Home Curry is planning to expand to Pune and Bangalore in long term, only after getting enough scale in the NCR region itself.
Mumbai’s Calorie Care can be considered the biggest player in this segment right now. It offers international cuisines as well as gourmet soup and salad meals, both veg and non-veg. The company co-founder Parinaz Driver claims: “Our USP is that we have around 50 items in our menu for the customer to choose from. We also serve food to customers depending on their calorie level. We have around 900-1,000 customers as of now and we have plans to expand to Delhi, Bangalore, etc.”
Driver says that competition is huge and it is not easy to get customers, a view echoed by most other players including Yummy Tiffin’s Jain. Says Driver: “What we provide is premium food. Depending on various health issues, a customer can choose an item from our menu. It can cost a customer anywhere between Rs 180-Rs 300. So it is not very easy to grab customers.”

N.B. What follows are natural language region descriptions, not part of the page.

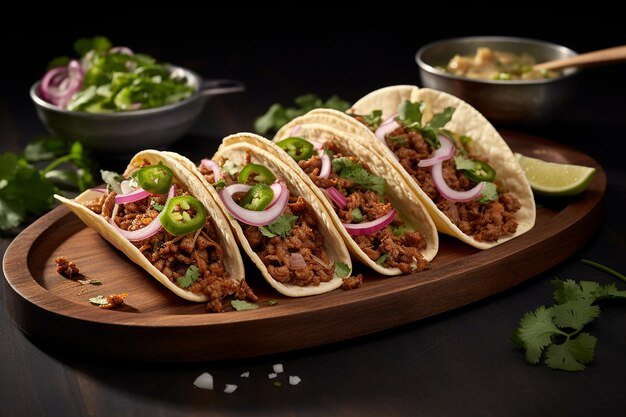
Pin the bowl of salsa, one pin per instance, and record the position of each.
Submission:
(496, 75)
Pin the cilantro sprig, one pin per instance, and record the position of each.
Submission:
(555, 334)
(26, 191)
(278, 115)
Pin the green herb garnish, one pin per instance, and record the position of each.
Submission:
(555, 334)
(277, 116)
(191, 275)
(26, 192)
(341, 270)
(280, 227)
(241, 305)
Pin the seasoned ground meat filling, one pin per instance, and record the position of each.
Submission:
(173, 255)
(484, 221)
(279, 253)
(400, 250)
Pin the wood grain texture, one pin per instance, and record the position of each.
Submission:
(156, 325)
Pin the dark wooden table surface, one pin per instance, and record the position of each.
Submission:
(458, 363)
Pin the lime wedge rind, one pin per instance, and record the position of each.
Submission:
(555, 179)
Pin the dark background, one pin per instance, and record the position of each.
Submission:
(457, 363)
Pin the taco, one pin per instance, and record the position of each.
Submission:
(382, 222)
(162, 218)
(279, 222)
(462, 169)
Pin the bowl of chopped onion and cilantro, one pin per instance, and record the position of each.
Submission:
(115, 100)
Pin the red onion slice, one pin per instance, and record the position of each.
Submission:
(337, 197)
(212, 165)
(368, 228)
(121, 50)
(445, 152)
(326, 165)
(387, 126)
(150, 230)
(251, 217)
(136, 195)
(450, 194)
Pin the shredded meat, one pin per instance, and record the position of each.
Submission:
(403, 251)
(174, 255)
(66, 267)
(484, 221)
(275, 252)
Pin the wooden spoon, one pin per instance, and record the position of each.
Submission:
(602, 56)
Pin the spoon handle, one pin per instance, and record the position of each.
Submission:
(615, 54)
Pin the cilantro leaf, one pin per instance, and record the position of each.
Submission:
(280, 227)
(535, 332)
(278, 115)
(357, 216)
(346, 168)
(575, 314)
(490, 193)
(439, 120)
(191, 275)
(573, 354)
(241, 305)
(341, 270)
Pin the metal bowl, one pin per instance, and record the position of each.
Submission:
(505, 102)
(127, 132)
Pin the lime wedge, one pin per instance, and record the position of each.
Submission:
(554, 179)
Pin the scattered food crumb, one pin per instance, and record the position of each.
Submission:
(66, 267)
(110, 301)
(90, 282)
(204, 381)
(352, 282)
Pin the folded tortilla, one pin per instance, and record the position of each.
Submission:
(240, 148)
(467, 121)
(232, 260)
(332, 126)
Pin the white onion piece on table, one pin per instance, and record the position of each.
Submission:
(212, 165)
(387, 126)
(150, 230)
(337, 197)
(326, 165)
(445, 152)
(450, 194)
(359, 229)
(251, 217)
(204, 381)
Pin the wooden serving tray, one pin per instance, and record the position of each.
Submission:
(155, 325)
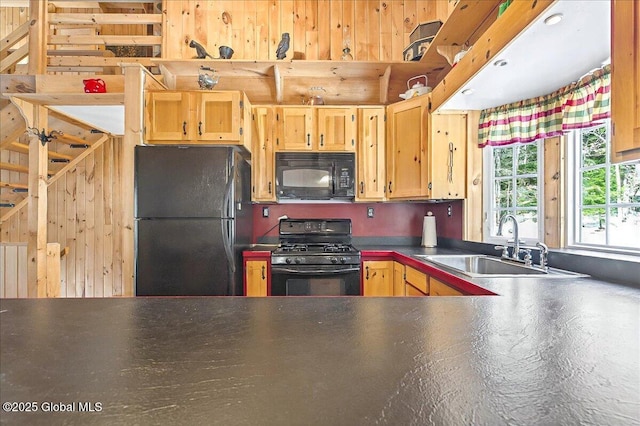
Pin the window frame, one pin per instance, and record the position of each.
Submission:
(574, 192)
(489, 203)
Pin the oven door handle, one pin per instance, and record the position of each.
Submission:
(280, 270)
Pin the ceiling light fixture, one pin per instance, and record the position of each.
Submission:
(553, 19)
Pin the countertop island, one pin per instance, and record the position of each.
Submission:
(555, 352)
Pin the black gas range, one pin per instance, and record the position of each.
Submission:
(315, 258)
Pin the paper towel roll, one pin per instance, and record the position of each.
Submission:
(429, 238)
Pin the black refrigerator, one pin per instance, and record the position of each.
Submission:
(193, 219)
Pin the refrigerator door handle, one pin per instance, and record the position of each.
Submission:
(226, 242)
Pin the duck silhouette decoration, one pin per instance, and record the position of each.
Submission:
(283, 46)
(200, 50)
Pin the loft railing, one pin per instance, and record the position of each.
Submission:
(10, 56)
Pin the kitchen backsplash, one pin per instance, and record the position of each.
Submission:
(390, 219)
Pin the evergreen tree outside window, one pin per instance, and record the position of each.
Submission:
(606, 196)
(514, 187)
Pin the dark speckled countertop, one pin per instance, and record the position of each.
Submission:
(542, 352)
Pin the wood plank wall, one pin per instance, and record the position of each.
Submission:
(375, 30)
(84, 215)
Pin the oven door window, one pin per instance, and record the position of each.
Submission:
(334, 284)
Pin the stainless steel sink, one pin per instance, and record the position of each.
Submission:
(478, 265)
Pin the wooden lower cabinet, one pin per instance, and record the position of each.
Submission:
(256, 277)
(377, 278)
(438, 288)
(398, 279)
(416, 282)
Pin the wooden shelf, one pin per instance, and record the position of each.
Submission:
(70, 98)
(515, 20)
(464, 25)
(288, 82)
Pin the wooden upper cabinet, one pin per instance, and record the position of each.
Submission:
(218, 116)
(197, 117)
(448, 156)
(263, 157)
(168, 116)
(625, 80)
(336, 129)
(315, 128)
(371, 154)
(407, 136)
(295, 129)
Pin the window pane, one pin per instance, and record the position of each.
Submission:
(503, 193)
(625, 183)
(593, 187)
(527, 224)
(592, 230)
(624, 227)
(503, 161)
(594, 146)
(527, 159)
(527, 192)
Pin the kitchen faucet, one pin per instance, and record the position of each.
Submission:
(516, 239)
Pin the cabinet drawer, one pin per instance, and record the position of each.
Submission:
(417, 279)
(439, 288)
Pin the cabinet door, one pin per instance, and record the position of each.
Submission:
(167, 116)
(256, 276)
(370, 153)
(336, 129)
(262, 167)
(378, 278)
(447, 154)
(407, 148)
(295, 129)
(218, 116)
(438, 288)
(417, 279)
(412, 291)
(625, 80)
(398, 279)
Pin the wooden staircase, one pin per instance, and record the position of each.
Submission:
(89, 37)
(75, 142)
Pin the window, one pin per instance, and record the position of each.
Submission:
(514, 187)
(606, 196)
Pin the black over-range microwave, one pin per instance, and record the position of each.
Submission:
(315, 176)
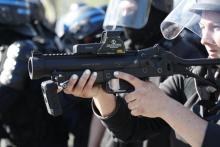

Is the business scalable enough to create a multi-million dollar business with a national footprint? We pose the question to venture capitalist Prashant Prakash, who is managing director with Accel Partners. He answers:
“These are very local businesses, which are focused only on local customers. It is not that easy to take this business model to multiple cities. What I feel is that it needs consolidation that somebody has to bring these businesses into a single platform, which will help them get good scale. If each and every one tries to expand individually, it cannot sustain in long term.” Well, that is a challenge and opportunity for an entrepreneur.